= Robin Duff =

New Zealand education leader and gay rights activist

Robin Duff (1947 – 16 February 2015) was a New Zealand teacher, education leader and gay rights activist. He was the first openly gay secondary school teacher and parliamentary candidate in New Zealand.

==Biography==
Born and raised in Hastings, Duff was educated at Hastings Boys' High School. He then studied at the University of Canterbury in Christchurch, and became a secondary school teacher. He began teaching at Burnside High School in 1973 and was New Zealand's first openly gay secondary school teacher. His pupils included future prime minister John Key and media commentator Russell Brown.

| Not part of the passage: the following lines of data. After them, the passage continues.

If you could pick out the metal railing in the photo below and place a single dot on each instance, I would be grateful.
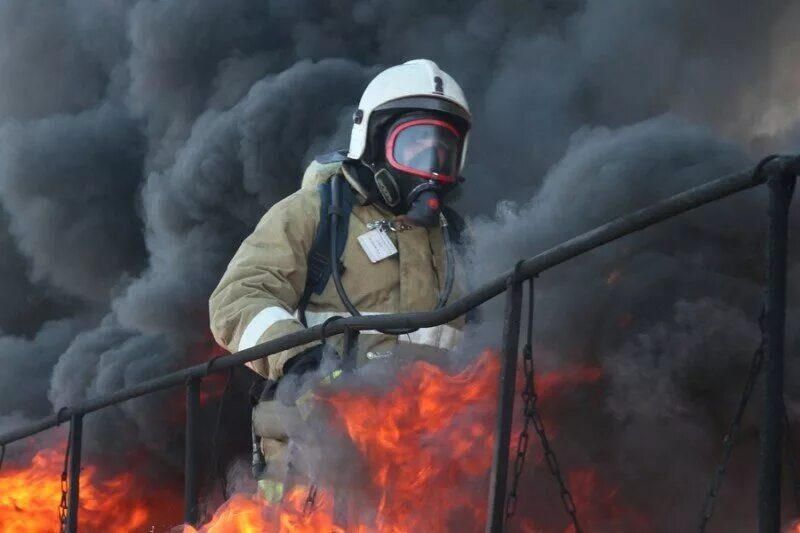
(778, 172)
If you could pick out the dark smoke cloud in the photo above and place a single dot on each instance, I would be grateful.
(140, 141)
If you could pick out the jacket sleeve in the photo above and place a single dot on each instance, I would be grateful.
(256, 299)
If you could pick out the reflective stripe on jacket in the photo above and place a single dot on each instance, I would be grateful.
(257, 298)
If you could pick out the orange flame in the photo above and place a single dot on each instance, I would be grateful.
(427, 444)
(30, 496)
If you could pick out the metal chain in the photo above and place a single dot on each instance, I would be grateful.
(311, 498)
(733, 430)
(532, 416)
(62, 507)
(791, 449)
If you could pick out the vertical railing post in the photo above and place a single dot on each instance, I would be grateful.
(505, 404)
(769, 486)
(74, 483)
(190, 488)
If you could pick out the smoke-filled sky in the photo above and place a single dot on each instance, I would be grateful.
(140, 142)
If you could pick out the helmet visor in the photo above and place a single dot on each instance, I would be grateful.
(425, 147)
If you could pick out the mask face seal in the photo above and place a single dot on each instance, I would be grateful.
(427, 148)
(420, 163)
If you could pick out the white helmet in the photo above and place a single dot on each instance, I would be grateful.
(416, 84)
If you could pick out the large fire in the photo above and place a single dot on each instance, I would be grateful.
(426, 443)
(30, 495)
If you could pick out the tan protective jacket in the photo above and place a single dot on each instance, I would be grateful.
(257, 298)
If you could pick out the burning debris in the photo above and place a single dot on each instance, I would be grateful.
(31, 495)
(426, 462)
(140, 141)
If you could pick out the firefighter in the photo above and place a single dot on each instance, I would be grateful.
(389, 252)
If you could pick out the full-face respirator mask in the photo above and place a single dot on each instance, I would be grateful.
(418, 166)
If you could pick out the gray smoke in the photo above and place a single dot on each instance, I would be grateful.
(141, 141)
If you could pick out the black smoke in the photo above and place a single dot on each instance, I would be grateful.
(140, 142)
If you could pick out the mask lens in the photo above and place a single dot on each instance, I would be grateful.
(426, 148)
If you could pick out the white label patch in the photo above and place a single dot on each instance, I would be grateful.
(377, 245)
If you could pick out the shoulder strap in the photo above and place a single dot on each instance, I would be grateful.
(319, 260)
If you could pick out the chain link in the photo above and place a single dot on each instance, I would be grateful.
(791, 449)
(311, 498)
(532, 417)
(733, 430)
(62, 507)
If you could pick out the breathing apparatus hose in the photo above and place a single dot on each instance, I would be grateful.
(335, 213)
(444, 295)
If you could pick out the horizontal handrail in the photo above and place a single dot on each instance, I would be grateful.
(620, 227)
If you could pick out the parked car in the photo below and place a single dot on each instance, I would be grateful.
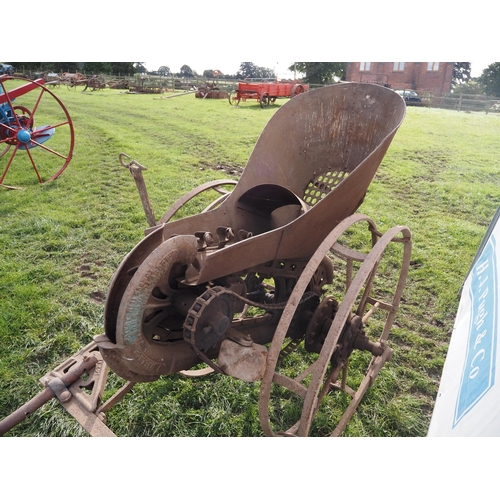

While at university, Duff became involved in gay activism, forming the University of Canterbury Gay Activists Society with Lindsay Taylor, and helping to launch Gay Liberation Christchurch, both in 1972. He also joined the Values Party and stood unsuccessfully as a candidate for Christchurch Central at the 1975 and 1978 general elections, becoming the first openly gay parliamentary candidate in New Zealand.

Duff was also active in the Post Primary Teachers' Association, serving as its junior vice-president between 2005 and 2007, president from 2007 to 2009 and 2011 to 2013, and senior vice-president between 2009 and 2011 and from 2013 until his death in Christchurch in 2015.